Lo ricordiamo con alcune tracce del suo impegno. Attivista di Giustizia e Libertà è stato presidente della SUSAT (la sezione universitaria del CAI trentino). Da veterinario nel 1946, dopo la caduta del regime fascista, è stato nominato commissario dell’allora fatiscente parco nazionale del Gran Paradiso. Nel 1948 è stato fra i fondatori della prima associazione ambientalista italiana, il Movimento per la Protezione della Natura (oggi Pro Natura). Sempre quell’anno a Fontainbleau è fra i fondatori dell’Unione Internazionale per la protezione della natura, UICN.
Il Parco nazionale del Gran Paradiso aveva visto la popolazione di stambecchi ridursi a circa 400 esemplari, da tempo era scomparso da tutte le Alpi. Con un lavoro di monitoraggio tutt’oggi valido e con il sostegno della figura dei guardaparco, nonostante i problemi causati dai cambiamenti climatici alla sopravvivenza della specie, nonostante il decadimento genetico (da venti geni dell’inizio del secolo scorso siamo a due) oggi nel parco vivono 2400 esemplari, 50.000 su tutte le Alpi.

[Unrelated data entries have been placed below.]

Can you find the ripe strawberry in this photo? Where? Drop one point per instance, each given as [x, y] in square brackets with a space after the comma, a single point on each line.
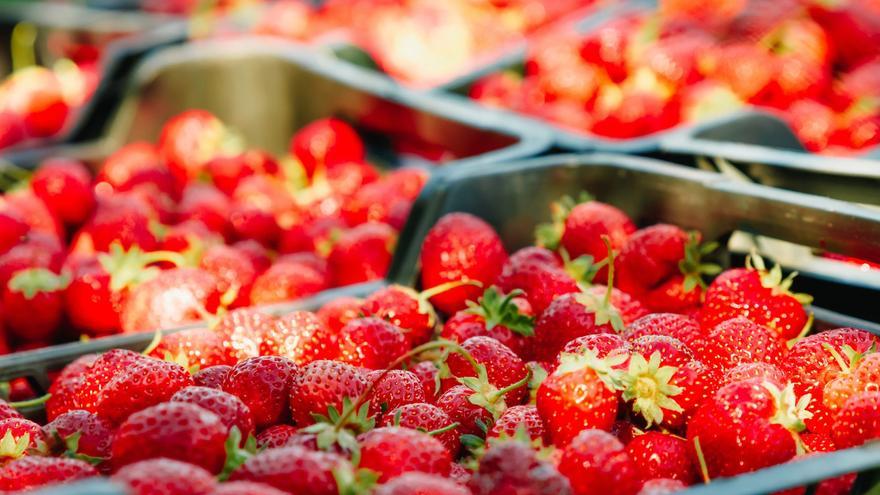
[65, 186]
[428, 418]
[324, 144]
[660, 455]
[460, 247]
[371, 343]
[597, 463]
[33, 301]
[229, 408]
[263, 383]
[176, 430]
[300, 336]
[757, 294]
[392, 451]
[511, 467]
[321, 384]
[747, 426]
[494, 316]
[293, 470]
[31, 473]
[579, 395]
[80, 432]
[173, 298]
[165, 476]
[140, 384]
[287, 281]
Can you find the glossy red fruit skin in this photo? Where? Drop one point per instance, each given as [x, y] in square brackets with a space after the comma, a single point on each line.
[292, 470]
[426, 417]
[321, 384]
[392, 451]
[32, 472]
[460, 246]
[263, 383]
[371, 343]
[165, 477]
[175, 430]
[597, 463]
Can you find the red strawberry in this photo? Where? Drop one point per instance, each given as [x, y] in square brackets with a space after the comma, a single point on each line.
[597, 463]
[371, 343]
[300, 336]
[460, 247]
[229, 408]
[392, 451]
[33, 301]
[747, 426]
[164, 477]
[659, 455]
[263, 383]
[80, 432]
[321, 384]
[293, 470]
[30, 473]
[757, 294]
[65, 186]
[174, 297]
[427, 418]
[176, 430]
[326, 143]
[140, 384]
[579, 395]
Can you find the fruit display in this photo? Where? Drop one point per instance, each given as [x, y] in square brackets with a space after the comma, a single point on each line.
[189, 227]
[642, 72]
[606, 357]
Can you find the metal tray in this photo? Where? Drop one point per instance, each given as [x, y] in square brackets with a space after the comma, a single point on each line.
[126, 37]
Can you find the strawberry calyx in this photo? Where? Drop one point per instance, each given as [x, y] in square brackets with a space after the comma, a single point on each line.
[32, 281]
[692, 266]
[236, 453]
[497, 310]
[772, 279]
[647, 384]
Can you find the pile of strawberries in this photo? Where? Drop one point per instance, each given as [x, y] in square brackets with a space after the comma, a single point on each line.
[190, 227]
[812, 63]
[596, 362]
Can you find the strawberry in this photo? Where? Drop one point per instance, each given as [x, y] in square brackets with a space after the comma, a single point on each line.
[371, 343]
[324, 144]
[392, 451]
[30, 473]
[460, 247]
[165, 476]
[175, 430]
[578, 395]
[428, 418]
[660, 455]
[511, 467]
[746, 426]
[140, 384]
[80, 433]
[757, 294]
[300, 336]
[65, 186]
[287, 281]
[229, 408]
[293, 470]
[415, 482]
[34, 303]
[321, 384]
[493, 316]
[393, 389]
[263, 383]
[597, 463]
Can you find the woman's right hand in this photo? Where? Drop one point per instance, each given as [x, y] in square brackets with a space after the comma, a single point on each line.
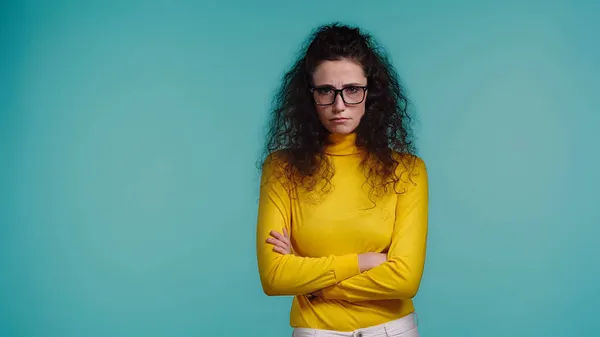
[370, 260]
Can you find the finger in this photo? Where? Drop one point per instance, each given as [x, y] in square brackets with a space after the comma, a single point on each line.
[280, 250]
[286, 236]
[278, 243]
[279, 237]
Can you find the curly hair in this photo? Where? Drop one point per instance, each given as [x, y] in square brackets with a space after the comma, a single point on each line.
[298, 138]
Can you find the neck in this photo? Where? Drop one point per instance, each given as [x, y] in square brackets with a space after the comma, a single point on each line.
[341, 144]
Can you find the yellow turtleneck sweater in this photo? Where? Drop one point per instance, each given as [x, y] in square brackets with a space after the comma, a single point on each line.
[329, 229]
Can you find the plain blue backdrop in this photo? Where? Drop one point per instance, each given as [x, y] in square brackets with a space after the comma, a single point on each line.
[130, 130]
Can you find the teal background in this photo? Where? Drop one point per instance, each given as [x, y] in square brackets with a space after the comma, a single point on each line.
[129, 133]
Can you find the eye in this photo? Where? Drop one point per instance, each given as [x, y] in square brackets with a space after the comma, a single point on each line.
[323, 91]
[352, 90]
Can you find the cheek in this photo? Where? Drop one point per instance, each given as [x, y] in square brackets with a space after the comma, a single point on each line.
[358, 112]
[322, 112]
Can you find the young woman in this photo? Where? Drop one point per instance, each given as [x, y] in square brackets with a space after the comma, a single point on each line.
[342, 218]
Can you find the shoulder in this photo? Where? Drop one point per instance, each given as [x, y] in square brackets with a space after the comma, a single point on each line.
[411, 172]
[409, 164]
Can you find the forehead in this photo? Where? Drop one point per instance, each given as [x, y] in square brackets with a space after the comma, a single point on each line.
[338, 73]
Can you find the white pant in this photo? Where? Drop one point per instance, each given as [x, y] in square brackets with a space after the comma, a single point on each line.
[402, 327]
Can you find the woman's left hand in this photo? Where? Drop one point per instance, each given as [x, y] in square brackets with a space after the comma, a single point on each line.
[281, 242]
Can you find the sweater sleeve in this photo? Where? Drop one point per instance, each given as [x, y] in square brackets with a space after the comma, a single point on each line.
[288, 275]
[400, 276]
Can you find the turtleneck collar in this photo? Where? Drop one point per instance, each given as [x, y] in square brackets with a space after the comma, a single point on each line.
[341, 145]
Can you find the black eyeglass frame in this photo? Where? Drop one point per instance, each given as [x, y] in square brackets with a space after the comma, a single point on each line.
[341, 94]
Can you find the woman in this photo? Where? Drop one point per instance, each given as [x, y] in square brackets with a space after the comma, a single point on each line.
[342, 218]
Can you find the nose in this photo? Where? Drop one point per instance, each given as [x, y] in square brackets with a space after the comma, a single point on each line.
[338, 103]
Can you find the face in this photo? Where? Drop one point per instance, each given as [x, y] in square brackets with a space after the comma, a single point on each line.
[340, 117]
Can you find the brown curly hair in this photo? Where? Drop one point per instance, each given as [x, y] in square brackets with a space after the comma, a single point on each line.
[296, 138]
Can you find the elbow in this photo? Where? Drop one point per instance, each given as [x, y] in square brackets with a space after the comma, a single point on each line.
[407, 282]
[408, 290]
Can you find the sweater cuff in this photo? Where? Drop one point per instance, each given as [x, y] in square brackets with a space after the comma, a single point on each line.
[345, 267]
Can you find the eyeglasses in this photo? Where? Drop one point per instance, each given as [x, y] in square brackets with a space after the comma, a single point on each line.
[350, 95]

Renzo Videsott, accompagnato dal fratello Paolo e da altri parchigiani trentini e nazionali, ha dato il via concreto alla storia del parco nazionale dell’Adamello Brenta. Certo, il parco doveva essere nazionale, doveva comprendere l’areale dello Stelvio e guardare all’Engadina. Oggi, causa scellerate scelte politiche degli anni ‘90, ci dobbiamo accontentare di una parco ristretto, ridotto a cartolina pubblicitaria di un turismo sempre più invasivo, privato dei guardaparco.

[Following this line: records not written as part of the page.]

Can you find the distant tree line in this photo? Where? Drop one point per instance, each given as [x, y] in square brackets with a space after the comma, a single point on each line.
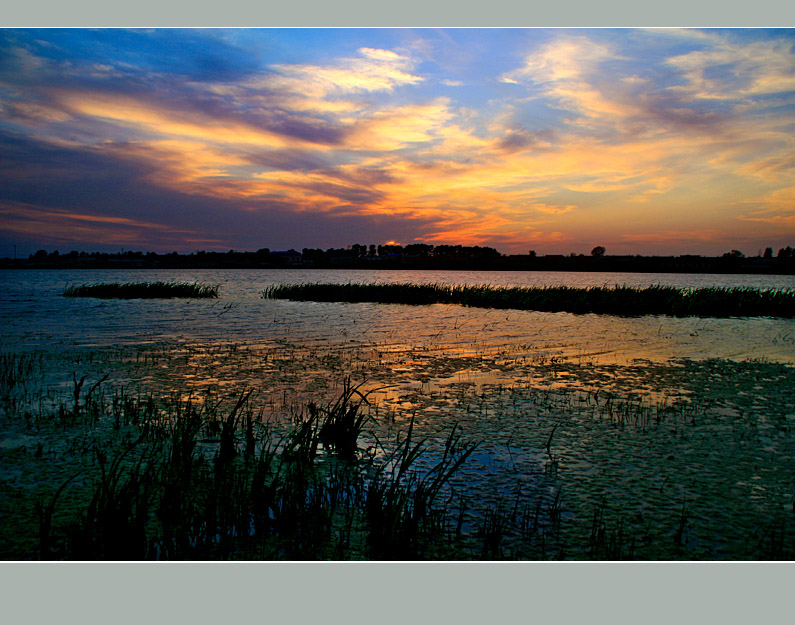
[416, 256]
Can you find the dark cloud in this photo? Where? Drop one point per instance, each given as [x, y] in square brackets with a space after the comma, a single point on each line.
[519, 139]
[61, 180]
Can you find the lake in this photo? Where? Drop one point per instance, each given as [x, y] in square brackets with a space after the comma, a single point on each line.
[599, 437]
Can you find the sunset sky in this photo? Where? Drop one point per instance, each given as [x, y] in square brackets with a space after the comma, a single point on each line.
[657, 141]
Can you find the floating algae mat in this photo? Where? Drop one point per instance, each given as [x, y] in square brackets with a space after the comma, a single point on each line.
[561, 459]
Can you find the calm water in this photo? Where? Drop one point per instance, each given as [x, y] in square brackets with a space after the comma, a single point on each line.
[33, 316]
[680, 431]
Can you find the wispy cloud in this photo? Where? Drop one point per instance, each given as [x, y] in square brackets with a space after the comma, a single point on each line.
[569, 137]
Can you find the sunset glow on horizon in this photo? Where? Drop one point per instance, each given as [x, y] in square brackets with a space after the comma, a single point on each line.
[660, 141]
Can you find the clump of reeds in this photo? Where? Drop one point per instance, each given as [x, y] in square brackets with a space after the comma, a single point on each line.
[142, 290]
[164, 496]
[621, 301]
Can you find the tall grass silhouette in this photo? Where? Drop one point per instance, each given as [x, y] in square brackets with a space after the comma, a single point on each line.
[621, 301]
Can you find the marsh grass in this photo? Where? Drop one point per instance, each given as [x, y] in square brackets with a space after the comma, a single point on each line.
[180, 474]
[142, 290]
[187, 481]
[621, 301]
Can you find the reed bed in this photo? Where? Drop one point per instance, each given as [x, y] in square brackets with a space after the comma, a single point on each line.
[620, 301]
[143, 290]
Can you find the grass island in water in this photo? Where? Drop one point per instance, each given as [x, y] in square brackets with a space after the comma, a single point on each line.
[622, 301]
[142, 290]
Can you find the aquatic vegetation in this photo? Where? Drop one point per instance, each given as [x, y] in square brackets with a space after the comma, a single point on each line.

La Presidente di CIPRA Itternational Serena Arduino ha arricchito il convegno di notizie ormai perdute. Nell’archivio dell’associazione a Schaan (Lie) ha scovato i verbali delle riunioni che hanno dato vita alla CIPRA e che hanno tracciato le linee di indirizzo della Convenzione delle Alpi. Siamo nel 1950 in Germania, a Rottach – Egern. In quei documenti Renzo Videsott è presentato come il promotore di queste intuizioni, di una visione conservazionista di profilo internazionale, della lettura di un’Europa nuova, ricca della missione conservatrice delle montagne, assieme a un altro trentino, Fausto Stefenelli. CIPRA nasceva l’anno seguente, la Convenzione delle Alpi diventava il primo trattato internazionale di conservazione dell’ambiente nel 1991.
Questo breve intervento è un richiamo a voi tutti. Nel centenario della nascita dei primi parchi italiani, il Parco Nazionale del Gran Paradiso 1922 e il parco nazionale d’Abruzzo, Molise e Lazio 1923, è bene approfondire la conoscenza di personaggi tanto significativi. Come del resto non possiamo permetterci di sottostimare il valore dell’azione di un nostro caro amico, Franco Tassi: lo possiamo dire, il padre della rinascita del parco degli Appennini.